Recent developments have only sharpened the urgency. In early 2025, OpenAI released internal research on what it calls “superalignment” — the technical challenge of ensuring that AI systems more capable than humans remain under human control. The team originally leading that effort, co-headed by Ilya Sutskever and Jan Leike, dissolved in 2024 amid reported internal disagreements about whether OpenAI was prioritizing safety sufficiently. Sutskever left to co-found Safe Superintelligence Inc., a startup focused exclusively on the alignment problem. Leike joined Anthropic. The departures were widely interpreted as a signal that even within the organizations building frontier AI, there is deep disagreement about whether the pace of development is outrunning the science of safety.
Google DeepMind, meanwhile, published a comprehensive framework in early 2025 for evaluating “frontier AI risks,” including scenarios involving autonomous AI agents that can plan, execute multi-step tasks, and interact with the real world through tool use. The framework acknowledges that current evaluation methods may be insufficient for detecting dangerous capabilities in advanced systems — a remarkable admission from one of the world’s leading AI labs.
Anthropic’s Dario Amodei has been perhaps the most nuanced voice among lab leaders, arguing in a widely circulated essay titled “Machines of Loving Grace” that advanced AI could produce extraordinary benefits — curing diseases, solving climate change, reducing poverty — but only if developed with sufficient caution. Amodei has endorsed the concept of “responsible scaling policies” that tie the deployment of more powerful systems to demonstrated safety benchmarks. It’s a middle path between acceleration and prohibition, but it depends on the assumption that safety benchmarks can keep pace with capability advances. That assumption is unproven.
So where does Tyson’s call leave us? Probably in the same place most serious policy debates about transformative technologies end up: somewhere between the aspiration and the implementation, with the gap filled by argument.
But the argument itself matters. Five years ago, discussing the prohibition of superintelligent AI in mainstream media would have been dismissed as science fiction anxiety. Today, a respected astrophysicist can say “that branch of AI is lethal” on one of the most listened-to technology podcasts in the world, and the response isn’t laughter. It’s debate.

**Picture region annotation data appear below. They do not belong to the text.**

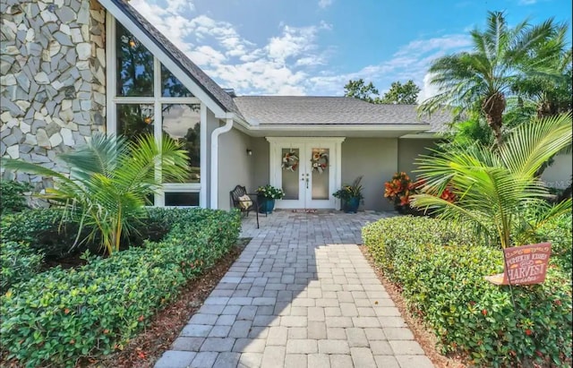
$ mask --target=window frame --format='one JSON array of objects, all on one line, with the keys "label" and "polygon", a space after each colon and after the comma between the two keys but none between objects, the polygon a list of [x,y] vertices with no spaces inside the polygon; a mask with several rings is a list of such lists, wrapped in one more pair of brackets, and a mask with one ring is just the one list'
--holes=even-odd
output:
[{"label": "window frame", "polygon": [[[109,13],[106,14],[106,132],[109,134],[117,133],[117,105],[118,104],[148,104],[153,105],[153,133],[158,142],[160,141],[163,127],[163,104],[200,105],[200,130],[201,130],[201,174],[199,183],[164,183],[161,191],[155,193],[154,207],[165,206],[165,193],[186,192],[199,193],[199,207],[206,206],[206,157],[207,154],[207,116],[205,104],[196,97],[163,97],[161,83],[161,62],[153,53],[153,97],[123,97],[116,95],[117,64],[115,57],[115,24],[118,21]],[[141,42],[141,41],[140,41]],[[148,49],[149,50],[149,49]],[[150,51],[151,52],[151,51]],[[167,68],[167,66],[166,66]],[[168,69],[167,69],[168,70]],[[186,86],[185,86],[186,87]],[[174,207],[174,206],[168,206]],[[184,206],[187,207],[187,206]]]}]

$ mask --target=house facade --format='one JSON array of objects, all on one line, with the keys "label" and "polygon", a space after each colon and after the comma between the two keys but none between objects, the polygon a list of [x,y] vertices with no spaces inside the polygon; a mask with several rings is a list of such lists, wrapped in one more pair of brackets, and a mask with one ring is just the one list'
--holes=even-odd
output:
[{"label": "house facade", "polygon": [[[65,171],[57,153],[94,132],[167,133],[192,175],[164,184],[157,206],[228,209],[235,185],[270,184],[286,192],[278,208],[337,209],[332,193],[362,175],[362,208],[391,210],[384,182],[411,173],[449,120],[342,97],[237,97],[122,0],[2,0],[0,12],[1,156]],[[558,158],[546,181],[567,186],[570,161]]]}]

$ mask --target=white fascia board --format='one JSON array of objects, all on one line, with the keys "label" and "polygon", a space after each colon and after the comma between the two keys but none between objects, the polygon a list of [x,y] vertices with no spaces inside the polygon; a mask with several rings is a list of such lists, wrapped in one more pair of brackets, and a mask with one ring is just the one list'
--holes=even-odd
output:
[{"label": "white fascia board", "polygon": [[417,134],[404,134],[398,138],[408,140],[439,140],[443,138],[443,136],[437,133],[419,133]]},{"label": "white fascia board", "polygon": [[99,0],[99,3],[109,12],[117,21],[122,23],[145,47],[159,59],[163,64],[196,98],[201,99],[215,116],[226,116],[227,111],[222,108],[202,88],[197,84],[187,73],[174,62],[148,35],[135,25],[124,12],[110,0]]},{"label": "white fascia board", "polygon": [[411,125],[377,125],[377,124],[281,124],[281,125],[265,125],[265,126],[249,126],[250,131],[316,131],[320,129],[321,131],[335,131],[335,132],[347,132],[347,131],[372,131],[372,132],[423,132],[430,128],[426,124],[411,124]]}]

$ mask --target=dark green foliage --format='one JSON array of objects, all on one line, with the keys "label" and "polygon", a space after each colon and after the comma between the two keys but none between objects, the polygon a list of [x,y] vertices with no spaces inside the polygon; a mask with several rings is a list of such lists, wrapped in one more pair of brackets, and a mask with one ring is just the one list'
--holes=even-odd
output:
[{"label": "dark green foliage", "polygon": [[28,208],[23,193],[31,190],[27,183],[0,180],[0,215]]},{"label": "dark green foliage", "polygon": [[465,234],[446,221],[411,217],[363,229],[369,252],[402,287],[410,310],[433,330],[443,353],[463,353],[477,366],[526,360],[570,366],[570,278],[550,268],[543,284],[514,287],[515,310],[509,287],[483,278],[503,270],[501,251]]},{"label": "dark green foliage", "polygon": [[31,250],[27,244],[16,242],[0,242],[0,293],[4,293],[13,284],[27,281],[42,266],[41,254]]},{"label": "dark green foliage", "polygon": [[0,342],[8,358],[72,367],[81,356],[121,348],[237,239],[236,212],[163,210],[167,222],[176,223],[162,241],[77,270],[50,270],[2,296]]}]

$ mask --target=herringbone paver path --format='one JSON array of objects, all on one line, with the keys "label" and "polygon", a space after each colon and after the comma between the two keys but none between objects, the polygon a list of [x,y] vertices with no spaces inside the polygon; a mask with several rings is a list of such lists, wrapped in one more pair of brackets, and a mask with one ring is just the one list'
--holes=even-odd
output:
[{"label": "herringbone paver path", "polygon": [[156,368],[432,367],[358,248],[384,213],[278,210]]}]

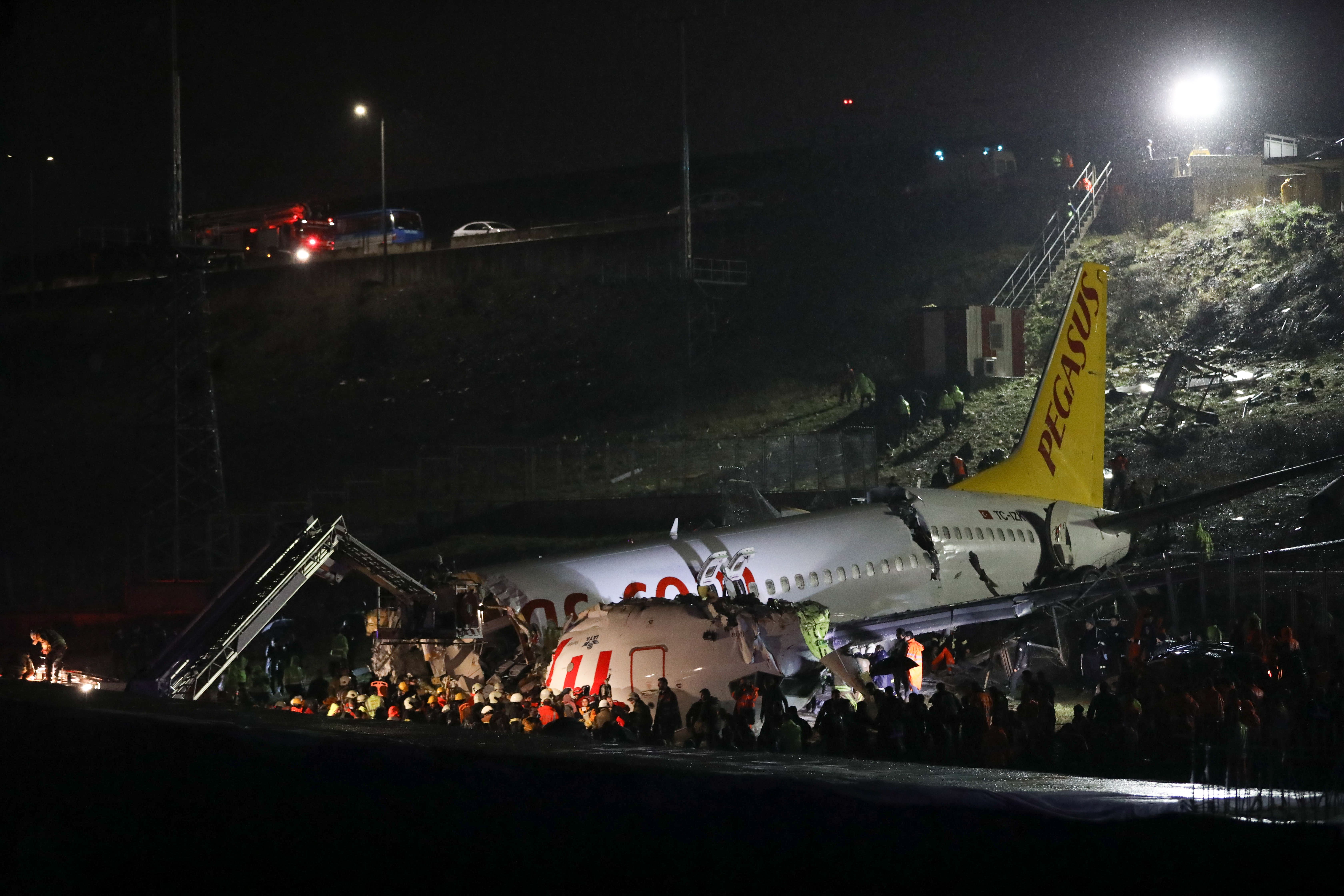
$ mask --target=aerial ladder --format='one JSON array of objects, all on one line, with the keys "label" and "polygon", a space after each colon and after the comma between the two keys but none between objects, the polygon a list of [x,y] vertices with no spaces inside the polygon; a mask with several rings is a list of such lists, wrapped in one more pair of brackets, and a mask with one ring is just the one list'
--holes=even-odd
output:
[{"label": "aerial ladder", "polygon": [[1025,308],[1036,300],[1059,262],[1082,242],[1097,220],[1101,204],[1106,199],[1106,189],[1110,187],[1110,173],[1109,161],[1099,171],[1093,163],[1083,165],[1082,172],[1068,185],[1068,199],[1046,222],[1046,228],[989,301],[991,305]]},{"label": "aerial ladder", "polygon": [[344,517],[329,527],[310,517],[292,541],[258,551],[128,690],[200,700],[304,583],[317,576],[335,584],[349,572],[362,572],[403,606],[434,600],[433,591],[351,535]]}]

That shift in the Overton window is significant. The people building the most powerful AI systems in history are themselves divided on whether the destination is safe. The researchers who understand the alignment problem most deeply are among the most alarmed. And the regulatory infrastructure that might govern these technologies barely exists.
Tyson isn’t offering a detailed policy blueprint. He’s offering a principle: some capabilities should not be built. It’s the same principle that led to the Biological Weapons Convention of 1972, the same principle behind the Outer Space Treaty’s prohibition on orbital nuclear weapons. The principle has never been perfectly enforced. It has, however, been better than nothing.
Whether the world can muster the political will to apply that principle to artificial superintelligence — before the technology arrives, not after — is the question that will define the next decade of AI governance. And possibly quite a bit more than that.
The smartest thing in the room, for now, is still us. Tyson’s point is simple: maybe we should keep it that way.